Aryz struggled with the complexity of the orders. “How am I dif­ferent, worthy of such a commission?”

The surface of the brood mind was as still as an undisturbed pool. The indistinct black smudges that marked its radiating organs cir­culated slowly within the interior, then returned, one above the other, to focus on him. “You will grow a new branch ind. It will not have your flaws, but, then again, it will not be useful to me should such a situation come a second time. Your dissipation will be a relief, but it will be regretted.”

“How am I different?”

“I think you know already,” the brood mind said. “When the time comes, you will feed the new branch ind all your memories but those of human contact. If you do not survive to that stage of its growth, you will pick your fellow who will perform that function for you.”

A small pinkish spot appeared on the back of Aryz's globe. He floated forward and placed his largest permeum against the brood mind's cool surface. The key and command were passed, and his body became capable of reproduction. Then the signal of dismissal was given. He left the chamber.

Flowing through the thin stream of liquid ammonia lining the cor­ridor, he felt ambiguously stimulated. His was a position of privilege and anathema. He had been blessed—and condemned. Had any other branch ind experienced such a thing?

Then he knew the brood mind was correct. He
was
different from his fellows. None of them would have asked such questions. None of them could have survived the suggestion of communicating with human shapes. If this task hadn't been given to him, he would have had to dissipate anyway.

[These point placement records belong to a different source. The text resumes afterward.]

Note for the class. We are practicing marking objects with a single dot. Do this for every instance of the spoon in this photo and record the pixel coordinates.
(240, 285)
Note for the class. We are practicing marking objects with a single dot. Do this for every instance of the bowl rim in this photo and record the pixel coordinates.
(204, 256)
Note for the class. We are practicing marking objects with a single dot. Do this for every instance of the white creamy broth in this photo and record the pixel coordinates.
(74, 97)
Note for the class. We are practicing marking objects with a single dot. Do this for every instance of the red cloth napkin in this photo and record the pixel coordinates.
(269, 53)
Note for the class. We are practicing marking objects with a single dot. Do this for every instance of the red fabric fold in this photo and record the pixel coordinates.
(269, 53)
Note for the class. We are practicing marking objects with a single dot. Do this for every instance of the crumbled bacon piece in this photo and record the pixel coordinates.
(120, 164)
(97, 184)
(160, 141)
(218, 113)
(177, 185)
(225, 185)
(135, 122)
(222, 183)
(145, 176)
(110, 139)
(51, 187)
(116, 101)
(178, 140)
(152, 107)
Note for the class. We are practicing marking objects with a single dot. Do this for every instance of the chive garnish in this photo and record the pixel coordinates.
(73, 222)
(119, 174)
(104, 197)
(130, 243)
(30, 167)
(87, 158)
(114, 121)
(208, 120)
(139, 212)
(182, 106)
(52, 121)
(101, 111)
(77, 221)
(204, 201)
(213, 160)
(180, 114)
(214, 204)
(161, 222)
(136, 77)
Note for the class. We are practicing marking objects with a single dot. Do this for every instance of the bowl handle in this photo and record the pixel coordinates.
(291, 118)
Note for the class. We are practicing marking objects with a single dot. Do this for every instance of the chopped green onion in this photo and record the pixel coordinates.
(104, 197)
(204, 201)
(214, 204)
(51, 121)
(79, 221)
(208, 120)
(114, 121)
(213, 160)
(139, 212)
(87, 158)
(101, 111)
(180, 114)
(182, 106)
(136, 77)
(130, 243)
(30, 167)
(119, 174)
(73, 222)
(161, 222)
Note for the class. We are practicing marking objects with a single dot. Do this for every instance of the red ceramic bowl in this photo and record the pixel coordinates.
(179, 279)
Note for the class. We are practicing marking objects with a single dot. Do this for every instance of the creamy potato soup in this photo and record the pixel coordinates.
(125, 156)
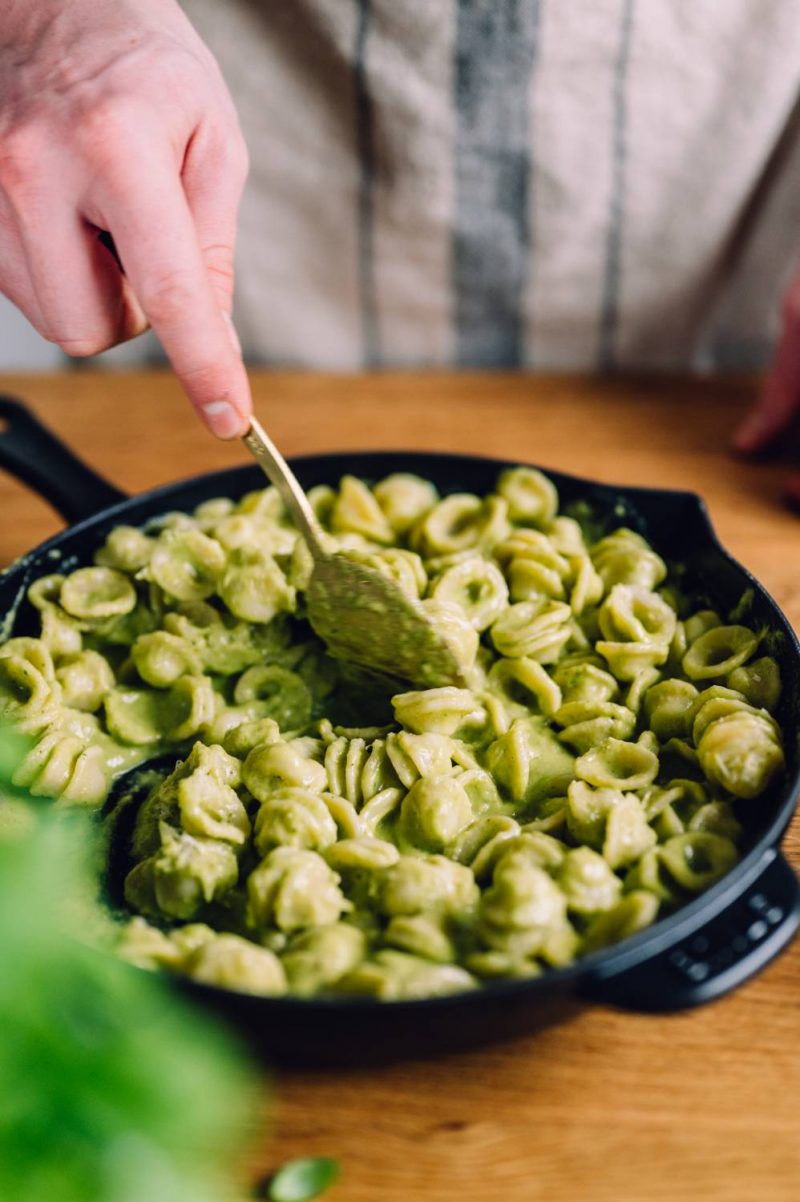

The pink spot grew larger, then began to make grayish flakes. It broke through the skin, and casually, almost without thinking, Aryz scraped it off against a bulkhead. It clung, made a radio-frequency­ emanation something like a sigh, and began absorbing nutrients from the ammonia.

Aryz went to inspect the shapes.

She was intrigued by Clevo, but the kind of interest she felt was new to her. She was not particularly receptive. Rather, she felt a mental gnawing as if she were hungry or had been injected with some kind of brain moans. What Clevo told her about the mandates opened up a topic she had never considered before. How did all things come to be—and how did she figure in them?

The mandates were quite small, Clevo explained, each little more than a cubic meter in volume. Within them was the entire history and culture of the human species, as accurate as possible, culled from all existing sources. The mandate in each ship was updated whenever the ship returned to a contact station. It was not likely the
Mellangee
would return to a contact station during their lifetimes, with the crew leading such short lives on the average.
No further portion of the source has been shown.